Polizei veröffentlicht Aufnahmen eines Opfers – ein Mädchen aus Nordrhein-Westfalen wird identifiziert

Berlin - Auf den ersten Blick scheint alles in Ordnung zu sein: Das blonde Mädchen schaut mit seinen braunen Augen freundlich in die Kamera, es trägt einen Jeansrock und ein blaues Trägertop – es ist der 8. Juni 2004, ein Sommertag in Deutschland. Doch während sich ihre Freundinnen und Freunde möglicherweise im Schwimmbad vergnügen, erlebt dieses Mädchen ein Martyrium, das es nie wieder vergessen wird: Sie wird sexuell missbraucht und dabei fotografiert. Anschließend werden die Bilder ins Internet gestellt und innerhalb der Kinderpornoszene gehandelt. Zweieinhalb Jahre später können die Ermittlungsbehörden einen Fahndungserfolg melden: Das Mädchen wurde identifiziert.

Ende 2005 waren Beamte der Zentralstelle Kinderpornografie des Bundeskriminalamtes (BKA) auf die Bilderserie gestoßen, hatten jedoch keine Spur zu Opfer und Täter entdeckt. Das amerikanische FBI fand die Bilder 2006 erneut bei Fahndungen in der Kinderpornoszene im Internet und übergab die Bilder an die deutsche Behörde. Auf vier der Fotos, die am 8. Juni 2004 aufgenommen wurden, ist das Mädchen in eindeutiger sexueller Pose zu sehen. Doch konnten die deutschen Fahnder zunächst nicht herausfinden: Wer ist dieses Mädchen? Und wer quälte es? Deshalb veröffentlichten die Ermittler zwei der Fotos, auf denen das Kind bekleidet zu sehen ist. Am Freitagabend gab das BKA bekannt, es handele sich um eine 13-Jährige aus Nordrhein-Westfalen. Die Ermittlungen zur Aufklärung der Tat dauern an.

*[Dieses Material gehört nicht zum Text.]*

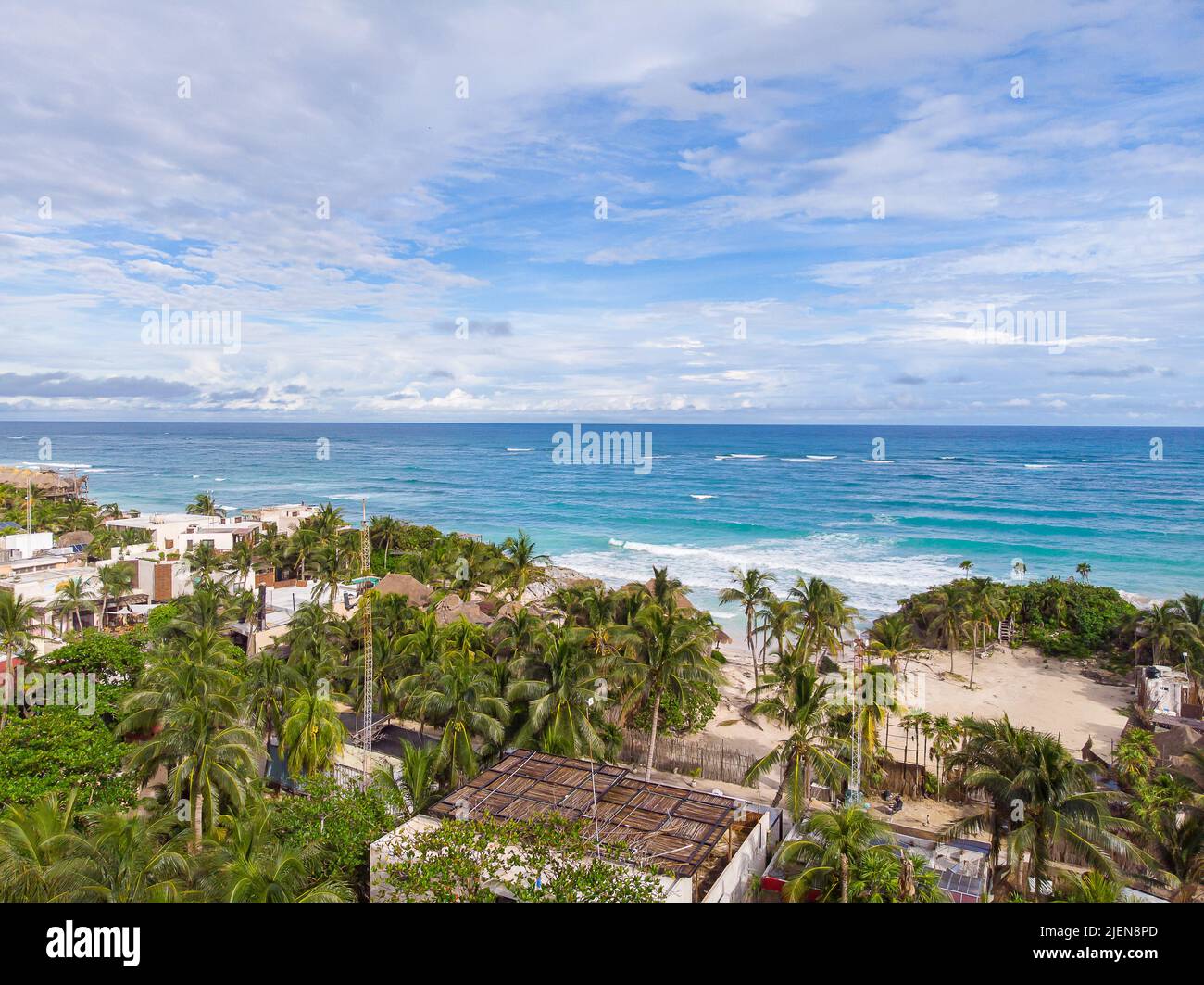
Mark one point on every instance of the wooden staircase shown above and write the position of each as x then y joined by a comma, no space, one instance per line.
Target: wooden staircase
1006,630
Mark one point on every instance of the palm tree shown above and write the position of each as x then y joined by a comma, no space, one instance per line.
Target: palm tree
40,851
131,859
204,505
562,688
946,736
245,864
383,531
462,694
944,613
1094,888
116,581
1164,632
312,735
268,680
798,702
521,566
1178,851
779,620
19,625
892,638
670,652
751,593
826,615
983,603
208,752
1050,799
832,843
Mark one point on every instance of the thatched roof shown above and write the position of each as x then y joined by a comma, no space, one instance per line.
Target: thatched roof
406,586
507,611
44,481
470,611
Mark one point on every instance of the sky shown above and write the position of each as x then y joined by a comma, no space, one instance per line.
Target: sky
759,212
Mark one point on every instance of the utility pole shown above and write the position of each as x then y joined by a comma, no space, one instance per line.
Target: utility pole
369,670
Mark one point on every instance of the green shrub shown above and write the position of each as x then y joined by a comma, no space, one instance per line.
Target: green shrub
690,713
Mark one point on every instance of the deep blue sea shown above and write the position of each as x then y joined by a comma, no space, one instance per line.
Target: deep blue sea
794,499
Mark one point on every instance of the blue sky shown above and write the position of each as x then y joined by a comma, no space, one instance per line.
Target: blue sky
1084,199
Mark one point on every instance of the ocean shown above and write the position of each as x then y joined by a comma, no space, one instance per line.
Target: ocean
880,511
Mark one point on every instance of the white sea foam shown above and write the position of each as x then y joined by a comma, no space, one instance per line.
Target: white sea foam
865,567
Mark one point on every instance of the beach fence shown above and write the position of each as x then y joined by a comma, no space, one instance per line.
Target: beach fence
705,759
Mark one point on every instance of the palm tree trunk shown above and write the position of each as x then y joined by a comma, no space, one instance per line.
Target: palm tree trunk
651,737
197,816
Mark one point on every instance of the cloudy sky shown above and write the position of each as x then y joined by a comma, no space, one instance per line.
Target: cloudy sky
759,212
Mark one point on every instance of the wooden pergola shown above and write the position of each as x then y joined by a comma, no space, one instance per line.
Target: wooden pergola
651,825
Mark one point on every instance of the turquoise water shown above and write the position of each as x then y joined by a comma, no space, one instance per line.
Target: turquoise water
1048,497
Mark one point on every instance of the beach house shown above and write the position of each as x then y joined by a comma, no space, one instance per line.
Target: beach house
285,517
703,847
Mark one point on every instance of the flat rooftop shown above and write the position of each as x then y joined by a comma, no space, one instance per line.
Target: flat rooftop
670,827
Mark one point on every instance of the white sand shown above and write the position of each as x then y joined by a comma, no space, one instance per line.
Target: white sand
1047,695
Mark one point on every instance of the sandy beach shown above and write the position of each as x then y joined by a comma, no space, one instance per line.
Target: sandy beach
1047,695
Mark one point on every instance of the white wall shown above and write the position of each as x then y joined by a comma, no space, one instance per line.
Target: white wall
749,860
28,543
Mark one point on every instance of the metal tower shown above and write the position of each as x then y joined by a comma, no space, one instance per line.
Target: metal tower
854,796
369,668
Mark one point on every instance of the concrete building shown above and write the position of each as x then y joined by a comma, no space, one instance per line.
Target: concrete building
285,517
705,848
179,533
22,546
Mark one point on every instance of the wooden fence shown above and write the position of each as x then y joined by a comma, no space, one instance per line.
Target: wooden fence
690,756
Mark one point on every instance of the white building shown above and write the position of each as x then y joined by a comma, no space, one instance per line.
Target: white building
703,848
179,533
1164,690
24,546
285,517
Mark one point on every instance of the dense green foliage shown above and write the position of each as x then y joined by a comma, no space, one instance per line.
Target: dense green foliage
342,820
1070,619
682,714
545,860
56,751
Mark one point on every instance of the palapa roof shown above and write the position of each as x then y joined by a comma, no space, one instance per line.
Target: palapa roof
662,827
470,611
405,586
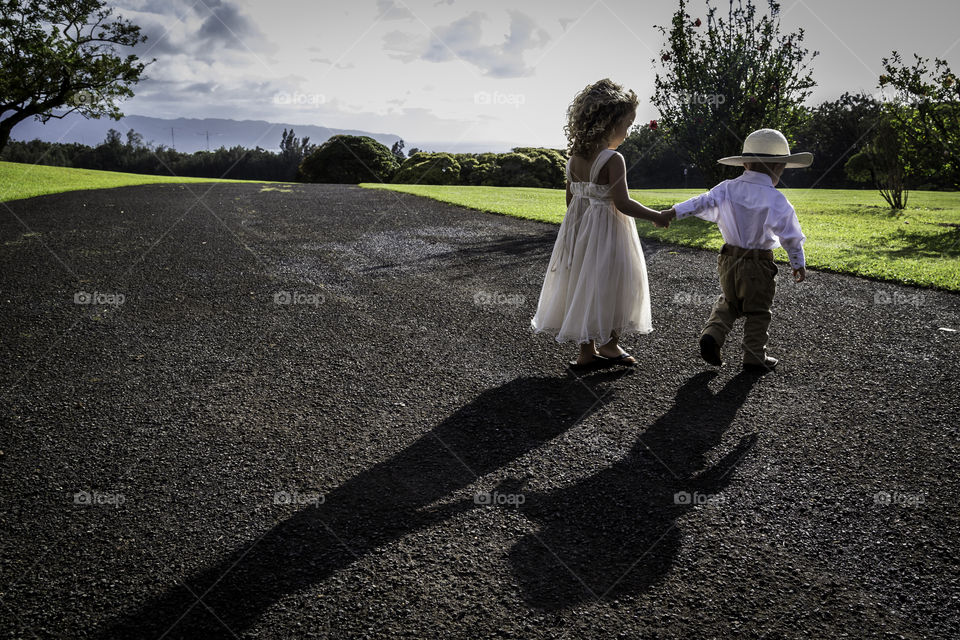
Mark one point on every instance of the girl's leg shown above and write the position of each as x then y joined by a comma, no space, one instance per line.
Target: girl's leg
588,352
611,349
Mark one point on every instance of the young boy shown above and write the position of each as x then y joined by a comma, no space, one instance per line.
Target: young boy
754,218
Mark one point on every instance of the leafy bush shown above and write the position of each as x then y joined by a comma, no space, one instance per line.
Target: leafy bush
347,159
428,168
523,167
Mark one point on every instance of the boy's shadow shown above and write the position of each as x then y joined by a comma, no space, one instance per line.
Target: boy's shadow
376,507
615,533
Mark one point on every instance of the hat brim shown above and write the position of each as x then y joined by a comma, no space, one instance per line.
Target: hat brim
793,161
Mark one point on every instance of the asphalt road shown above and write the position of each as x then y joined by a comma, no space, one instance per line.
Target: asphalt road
236,412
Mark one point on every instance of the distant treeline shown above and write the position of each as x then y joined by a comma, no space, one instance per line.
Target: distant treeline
134,156
833,131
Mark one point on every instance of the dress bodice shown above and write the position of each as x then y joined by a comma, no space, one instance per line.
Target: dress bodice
597,193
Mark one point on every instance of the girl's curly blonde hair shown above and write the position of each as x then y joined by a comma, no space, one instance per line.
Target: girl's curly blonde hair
593,113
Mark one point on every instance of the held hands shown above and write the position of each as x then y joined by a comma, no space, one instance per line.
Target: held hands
666,216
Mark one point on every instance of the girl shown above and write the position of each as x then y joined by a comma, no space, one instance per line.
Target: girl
595,289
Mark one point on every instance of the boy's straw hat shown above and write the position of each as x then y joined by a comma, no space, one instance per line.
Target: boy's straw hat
769,146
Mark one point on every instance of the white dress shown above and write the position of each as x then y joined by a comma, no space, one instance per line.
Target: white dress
597,279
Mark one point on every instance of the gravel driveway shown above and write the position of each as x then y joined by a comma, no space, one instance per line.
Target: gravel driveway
319,412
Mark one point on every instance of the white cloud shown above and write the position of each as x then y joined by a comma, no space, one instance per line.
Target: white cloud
462,39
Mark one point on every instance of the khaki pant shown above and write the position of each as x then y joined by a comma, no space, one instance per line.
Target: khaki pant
748,282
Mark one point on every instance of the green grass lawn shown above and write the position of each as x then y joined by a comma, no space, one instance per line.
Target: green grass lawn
847,231
27,180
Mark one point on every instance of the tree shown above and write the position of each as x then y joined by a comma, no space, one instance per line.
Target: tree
883,160
719,83
345,159
56,53
834,131
397,151
926,110
428,168
293,149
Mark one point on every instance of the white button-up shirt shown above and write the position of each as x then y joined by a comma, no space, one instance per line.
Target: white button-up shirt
751,214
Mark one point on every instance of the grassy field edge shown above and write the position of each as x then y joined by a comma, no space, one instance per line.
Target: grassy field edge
850,233
20,181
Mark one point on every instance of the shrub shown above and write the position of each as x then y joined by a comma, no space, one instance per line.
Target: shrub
428,168
347,159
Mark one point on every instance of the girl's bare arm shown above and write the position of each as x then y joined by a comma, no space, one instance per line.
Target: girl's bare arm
621,198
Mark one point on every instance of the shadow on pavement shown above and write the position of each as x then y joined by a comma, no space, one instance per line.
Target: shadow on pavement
378,506
615,533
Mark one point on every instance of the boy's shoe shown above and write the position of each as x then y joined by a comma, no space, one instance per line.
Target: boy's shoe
710,350
755,367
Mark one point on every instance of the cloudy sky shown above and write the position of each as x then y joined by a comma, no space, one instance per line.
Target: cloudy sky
459,70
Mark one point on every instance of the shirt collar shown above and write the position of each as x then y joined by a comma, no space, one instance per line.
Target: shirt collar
756,177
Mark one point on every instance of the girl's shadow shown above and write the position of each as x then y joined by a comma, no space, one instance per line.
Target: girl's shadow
376,507
615,533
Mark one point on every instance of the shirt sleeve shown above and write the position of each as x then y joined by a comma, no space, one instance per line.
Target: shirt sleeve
704,206
785,225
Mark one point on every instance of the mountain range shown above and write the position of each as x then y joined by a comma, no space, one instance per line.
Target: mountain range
195,134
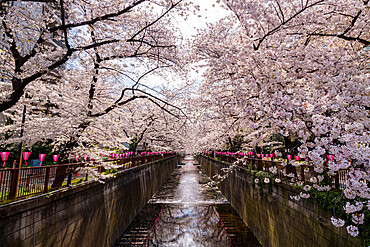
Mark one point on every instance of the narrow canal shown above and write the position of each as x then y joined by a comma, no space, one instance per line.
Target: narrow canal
187,211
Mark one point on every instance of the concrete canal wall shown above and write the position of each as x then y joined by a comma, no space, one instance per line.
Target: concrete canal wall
94,214
274,218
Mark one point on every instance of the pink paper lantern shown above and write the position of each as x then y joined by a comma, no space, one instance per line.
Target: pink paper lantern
26,155
41,158
4,156
55,158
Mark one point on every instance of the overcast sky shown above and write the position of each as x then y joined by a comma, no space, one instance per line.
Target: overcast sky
210,11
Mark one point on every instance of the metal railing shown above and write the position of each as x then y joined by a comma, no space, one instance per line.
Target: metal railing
303,172
27,181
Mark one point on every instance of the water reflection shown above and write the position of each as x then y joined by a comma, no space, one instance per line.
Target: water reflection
186,211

Die Veröffentlichung der Bilder war das letzte Mittel, zu dem die Beamten greifen konnten. Denn wenn Missbrauchsopfer minderjährig sind, müssen sie auf Fotos normalerweise unkenntlich gemacht werden. Schließlich haben die Kinder schlimme Qualen erlitten. Andere Menschen sollen sie nicht auf ihr Martyrium ansprechen können, ohne dass sie es will. Doch jetzt mussten die Beamten abwägen: einerseits zwischen den Gefahren, in denen sich das Mädchen möglicherweise noch befindet und andererseits den Folgen, die eine Veröffentlichung hat. „In diesem Fall schützen wir das Kind, indem wir die Bilder zeigen“, sagte der zuständige Oberstaatsanwalt Reinhard Hübner dem Tagesspiegel. Auf der Internetseite des BKA sind die Fotos zu sehen, dazu eine Kurzbeschreibung des Falls. Donnerstagabend war er ebenfalls Thema in der ZDF-Fahndungssendung „Aktenzeichen XY ... ungelöst“. Hinweise aus der Bevölkerung brachten die Beamten nun dahin, wo sie bislang an ihre Grenzen stießen: zum Mädchen selbst, womöglich auch zu ihrem Peiniger.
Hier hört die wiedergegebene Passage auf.